OK, friend. The time has come for the Cardinal Rules of American Idol song selection. This season’s competitors REALLY need a refresher course on these key guidelines.
I. Under no circumstances should you attempt a Stevie Wonder song. Ever. (Caveat: Unless you can pull it off.) Stevie done well is a career-maker. Stevie done poorly is a terminal mistake.
II. Other singers that are off-limits: Mariah Carey, Celine Dion, Christina Aguilera, Michael Jackson. I know you think you sounded good singing “Dreamlover” or “Genie in a Bottle” or “Man in the Mirror” at your high school talent show. But you stunk, compared to them.
III. Singers that are risky, but not off-limits: Aretha Franklin, Luther Vandross, Eddie Vedder. Again, avoid them if you can, unless you have the golden pipes.
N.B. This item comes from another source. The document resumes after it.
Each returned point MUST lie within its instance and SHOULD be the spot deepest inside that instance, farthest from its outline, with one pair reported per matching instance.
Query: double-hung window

IV. Do not cross gender lines early in the competition. This one is simple. Guys, if you’ve heard a guy sing the song in a popular, successful version, go for it. Same applies for the ladies. But if the only guy to attempt to sing a song is Michael Bolton, stay away! (Prime example: Antonella Barba’s butchering of Aerosmith’s “I Don’t Wanna Miss A Thing” last week.)
V. Sing songs with actual hooks. Seriously, if there is a song that as a teeter-tottering or middling chorus, don’t sing it! Doesn’t make them great songs. Just means it won’t connect with the audience or show your talents. Remember, this list is designed to help you! Case in point, the girl who sang “Brass in Pocket” last week and Katherine McPhee’s KT Tunstall cover. Two great songs that just didn’t fit in the context of American Idol.
VI. Choose with Cajones. Don’t sing a Journey classic unless you are prepared to have Randy tear you apart. Never make fun of Paula’s escapade with a coyote/wolf/rapper. Don’t mess with See-moan unless you can back it up. Yes, he was behind the Teletubbies. But he has more money than you will ever dream of.
VII. Be Yourself. Know why Chris Daughtry was so good? He gave every performance his own spin. Sure, he didn’t win the competition, but his song and album topped the charts for weeks. Over the course of the show, he built a musical brand that connected with the audience–a brand that was featured on his album. Simple, no?
So there you have it, the Seven Cardinal Rules of American Idol Song Selection. Follow me, kid, and you’ll go straight to the top!